Image courtesy of Flickr.

The famous quote has it, “power corrupts.” More precisely — and scientifically — power blinds.

When people are made to feel powerful, they lose some of the mental functions that form empathy, Jerry Useem reports in new story for the Atlantic. It’s an impairment that helps explain why Henry Kissinger thinks he’s sexually magnetic and why Donald Trump thinks he can say or do anything to anyone.

In the general population, neuroscientists have found that people’s brains will mirror the activity they see other people doing. When you watch a video of someone squeezing a rubber ball, your brain will sparkle with activity as though you were doing it yourself. It’s a sympathetic response that researchers think is an ingredient for empathy. But when people are made to feel powerful, there’s way less of that mirroring — suggesting less empathy, a result also found with people who make more money.

In a follow-up study, researchers asked powerful participants to concentrate on the mirroring, and they couldn’t get themselves to be more empathetic on purpose.

These are results from the lab, not long-term longitudinal studies, so they’re far from the final word. But still, power as cognitive handicap is a theme that bright minds have been warning about for a couple centuries: British Prime Minister William Pitt observed that “unlimited power is apt to corrupt the minds of those who possess it” in 1770.

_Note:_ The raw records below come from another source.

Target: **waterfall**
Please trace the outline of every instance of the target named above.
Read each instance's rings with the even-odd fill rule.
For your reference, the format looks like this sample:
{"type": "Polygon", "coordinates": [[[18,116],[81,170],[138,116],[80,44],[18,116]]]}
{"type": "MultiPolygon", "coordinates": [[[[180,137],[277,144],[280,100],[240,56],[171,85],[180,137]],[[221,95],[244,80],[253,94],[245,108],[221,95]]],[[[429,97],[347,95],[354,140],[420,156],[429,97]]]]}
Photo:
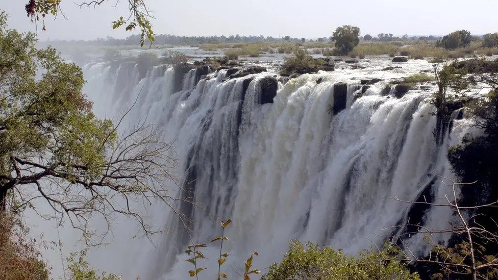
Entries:
{"type": "MultiPolygon", "coordinates": [[[[188,218],[193,241],[207,242],[220,234],[220,221],[233,221],[224,249],[230,252],[224,265],[230,274],[227,268],[240,269],[254,251],[259,252],[256,268],[279,261],[293,239],[356,253],[401,234],[411,208],[394,198],[443,198],[449,190],[436,175],[452,177],[447,148],[468,129],[468,120],[455,120],[438,146],[435,108],[426,101],[432,91],[412,90],[397,98],[392,89],[383,94],[386,81],[362,89],[347,69],[279,82],[273,102],[261,104],[262,81],[275,74],[271,71],[227,79],[222,70],[196,83],[199,77],[192,70],[175,92],[172,67],[155,66],[141,79],[133,63],[115,64],[84,67],[85,92],[96,115],[115,116],[137,100],[127,124],[146,117],[164,132],[163,140],[172,143],[178,160],[173,171],[181,190],[168,187],[198,206],[178,206],[188,218]],[[346,108],[336,113],[330,108],[339,82],[347,83],[346,108]]],[[[415,66],[407,71],[418,72],[415,66]]],[[[165,234],[152,243],[118,237],[94,261],[130,279],[188,278],[192,268],[183,260],[188,238],[182,223],[163,206],[154,206],[148,214],[156,225],[168,229],[165,234]],[[110,257],[116,252],[126,257],[114,263],[110,257]]],[[[439,227],[451,219],[443,207],[413,215],[439,227]]],[[[119,236],[133,230],[126,222],[117,226],[119,236]]],[[[449,237],[437,237],[443,242],[449,237]]],[[[427,249],[420,234],[406,242],[419,253],[427,249]]],[[[213,267],[218,250],[206,248],[211,264],[202,266],[213,267]]],[[[203,273],[216,277],[208,275],[214,270],[203,273]]]]}

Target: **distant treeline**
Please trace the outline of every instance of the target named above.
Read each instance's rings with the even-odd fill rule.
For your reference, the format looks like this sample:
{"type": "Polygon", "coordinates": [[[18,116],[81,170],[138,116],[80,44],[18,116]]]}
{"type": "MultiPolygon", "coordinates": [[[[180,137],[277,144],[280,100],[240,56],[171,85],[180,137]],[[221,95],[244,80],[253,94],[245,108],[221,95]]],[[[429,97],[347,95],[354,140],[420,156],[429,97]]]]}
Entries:
{"type": "MultiPolygon", "coordinates": [[[[433,40],[441,39],[440,37],[434,36],[422,37],[408,37],[406,35],[402,37],[394,37],[391,34],[381,33],[377,37],[373,37],[369,34],[365,35],[362,39],[366,41],[379,41],[389,42],[392,41],[405,41],[408,40],[433,40]]],[[[64,45],[88,45],[88,46],[126,46],[137,45],[140,42],[139,35],[132,35],[126,39],[115,39],[108,36],[106,38],[99,38],[95,40],[85,41],[79,40],[52,40],[45,42],[45,43],[57,45],[59,46],[64,45]]],[[[259,36],[241,36],[239,35],[235,36],[179,36],[171,35],[158,35],[155,36],[155,43],[157,45],[197,45],[203,44],[219,44],[219,43],[274,43],[278,42],[327,42],[330,38],[324,37],[316,39],[306,39],[304,38],[292,38],[286,36],[283,37],[274,38],[271,36],[265,37],[263,35],[259,36]]]]}

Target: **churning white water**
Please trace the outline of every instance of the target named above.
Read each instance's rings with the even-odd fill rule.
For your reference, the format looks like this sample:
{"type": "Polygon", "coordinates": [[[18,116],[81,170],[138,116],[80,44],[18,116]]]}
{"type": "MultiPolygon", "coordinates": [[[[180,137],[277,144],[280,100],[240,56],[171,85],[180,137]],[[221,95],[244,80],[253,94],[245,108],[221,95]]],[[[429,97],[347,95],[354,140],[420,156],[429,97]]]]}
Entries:
{"type": "MultiPolygon", "coordinates": [[[[172,143],[178,160],[174,171],[183,190],[168,187],[179,197],[193,196],[198,205],[177,206],[193,220],[194,242],[219,235],[219,221],[233,220],[223,249],[230,256],[223,266],[235,275],[232,268],[240,271],[254,251],[259,253],[255,267],[264,272],[281,259],[292,239],[351,253],[382,243],[400,233],[395,226],[410,218],[409,205],[393,198],[415,200],[429,190],[437,199],[449,192],[436,175],[452,176],[447,147],[460,141],[468,121],[455,120],[438,146],[435,109],[425,101],[432,90],[411,90],[399,99],[381,93],[387,80],[430,69],[430,64],[410,61],[402,69],[381,71],[386,61],[279,82],[273,103],[263,105],[260,84],[275,73],[252,75],[255,79],[244,85],[248,77],[224,80],[226,70],[196,83],[193,70],[182,90],[175,92],[175,71],[167,66],[151,68],[141,78],[133,64],[116,68],[92,63],[84,67],[85,90],[103,118],[122,113],[138,96],[126,125],[146,117],[164,131],[163,140],[172,143]],[[355,100],[360,78],[386,81],[355,100]],[[348,84],[346,108],[333,115],[329,109],[334,85],[340,82],[348,84]]],[[[122,221],[115,226],[113,243],[94,252],[92,263],[126,279],[190,278],[191,264],[181,254],[188,245],[184,230],[166,207],[151,207],[147,215],[168,228],[166,233],[153,242],[132,239],[134,224],[122,221]]],[[[417,215],[426,224],[440,227],[451,218],[442,207],[417,215]]],[[[424,250],[419,235],[407,240],[414,251],[424,250]]],[[[202,272],[207,277],[216,277],[218,250],[204,250],[209,259],[200,266],[208,268],[202,272]]]]}

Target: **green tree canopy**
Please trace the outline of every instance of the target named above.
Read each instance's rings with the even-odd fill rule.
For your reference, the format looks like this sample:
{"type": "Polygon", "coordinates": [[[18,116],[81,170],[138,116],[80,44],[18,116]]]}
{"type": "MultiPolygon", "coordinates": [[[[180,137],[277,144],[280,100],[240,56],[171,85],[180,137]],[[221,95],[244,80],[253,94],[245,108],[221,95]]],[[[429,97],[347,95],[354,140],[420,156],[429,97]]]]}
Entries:
{"type": "MultiPolygon", "coordinates": [[[[41,20],[43,23],[42,30],[45,30],[46,28],[44,21],[45,16],[62,14],[60,7],[62,2],[62,0],[29,0],[26,5],[25,9],[32,22],[41,20]]],[[[78,5],[80,7],[94,8],[105,3],[109,2],[109,0],[92,0],[84,2],[78,5]]],[[[154,33],[151,23],[151,19],[153,18],[153,16],[145,4],[145,1],[128,0],[127,2],[124,2],[125,3],[126,2],[128,2],[130,14],[128,16],[125,15],[124,17],[121,16],[113,21],[112,28],[114,29],[124,26],[127,31],[131,31],[138,28],[141,32],[140,46],[143,46],[147,40],[151,43],[154,42],[154,33]]],[[[112,5],[114,4],[112,3],[112,5]]],[[[123,5],[119,1],[116,5],[118,4],[123,5]]],[[[62,14],[62,16],[64,16],[64,15],[62,14]]]]}
{"type": "Polygon", "coordinates": [[[347,55],[360,43],[360,29],[351,26],[338,27],[330,39],[335,42],[339,54],[347,55]]]}
{"type": "MultiPolygon", "coordinates": [[[[97,118],[81,69],[54,48],[37,49],[33,34],[7,29],[7,18],[0,14],[0,211],[41,199],[83,225],[117,213],[155,232],[129,201],[168,203],[170,146],[143,122],[121,135],[97,118]]],[[[84,230],[81,224],[73,225],[84,230]]]]}

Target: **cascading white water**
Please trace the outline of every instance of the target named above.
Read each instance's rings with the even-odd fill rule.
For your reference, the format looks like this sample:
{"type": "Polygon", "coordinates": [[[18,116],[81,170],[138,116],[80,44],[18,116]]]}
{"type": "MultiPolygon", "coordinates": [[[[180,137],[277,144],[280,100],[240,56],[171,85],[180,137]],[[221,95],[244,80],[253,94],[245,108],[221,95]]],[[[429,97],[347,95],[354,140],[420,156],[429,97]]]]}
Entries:
{"type": "MultiPolygon", "coordinates": [[[[394,78],[417,72],[418,66],[394,78]]],[[[434,199],[444,197],[447,187],[435,176],[452,176],[447,147],[459,143],[468,128],[468,121],[454,121],[438,147],[434,108],[425,101],[430,91],[410,91],[397,99],[382,96],[382,86],[374,85],[355,100],[361,90],[350,70],[279,83],[273,103],[260,105],[261,81],[272,73],[253,75],[255,79],[244,85],[247,77],[225,81],[221,70],[196,84],[191,70],[182,90],[173,92],[173,68],[155,66],[140,79],[136,68],[88,64],[84,67],[85,92],[99,117],[123,112],[138,96],[128,124],[146,116],[164,130],[163,140],[173,143],[183,194],[193,195],[200,206],[182,206],[193,218],[194,241],[206,242],[219,235],[219,221],[233,220],[225,249],[230,252],[224,265],[230,274],[230,266],[240,268],[253,251],[260,253],[256,268],[278,261],[292,239],[355,253],[399,233],[393,226],[406,221],[409,206],[393,198],[414,200],[428,188],[434,199]],[[323,82],[317,83],[319,78],[323,82]],[[329,109],[339,82],[348,84],[347,106],[333,115],[329,109]]],[[[188,278],[191,265],[178,254],[187,245],[182,243],[185,235],[171,213],[157,207],[149,213],[151,218],[170,230],[155,237],[155,247],[145,240],[128,240],[126,233],[133,228],[122,223],[115,231],[120,233],[117,241],[99,251],[94,262],[130,279],[188,278]],[[120,258],[109,258],[117,253],[120,258]]],[[[442,207],[420,215],[429,225],[448,224],[451,219],[442,207]]],[[[419,235],[407,241],[414,251],[424,249],[419,235]]],[[[213,267],[218,250],[206,249],[212,263],[201,266],[213,267]]],[[[203,273],[215,277],[214,270],[203,273]]]]}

More recently, another Brit, the neurologist-politician David Owen has gone as far to propose “Hubris syndrome” as an “acquired personality disorder.” It’s characterized by seeing “the world as a place for self-glorification through the use of power”; losing “contact with reality”; resorting “to restlessness, recklessness and impulsive actions”; and displaying “incompetence with disregard for nuts and bolts of policy making.” (Remind you of someone?) Owen has started an organization for studying hubris, called the Daedalus Trust, named for the father of Icarus, the Greek figure who, in flying too close to the sun, had his waxen wings melt, sending him crashing toward the earth.

If there’s anything to help the powerful become less blind and stop them from turning themselves into tragic figures, Useem suggests “toe holders”: close confidants who keep the powerful from heading too far into orbit. It’s part of why, behind every great leader, there’s a greater partner or parent: Winston Churchill’s wife Clementine wrote him saying that she’d “noticed a deterioration in your manner,” reflected in the contempt he showed subordinates. PepsiCo CEO Indra Nooyi likes to tell the story of how, after being elected to the company’s board, she came home glowing with self-satisfaction, and her mother asked her to go out and get some milk. Mom’s advice: “Leave that damn crown in the garage.”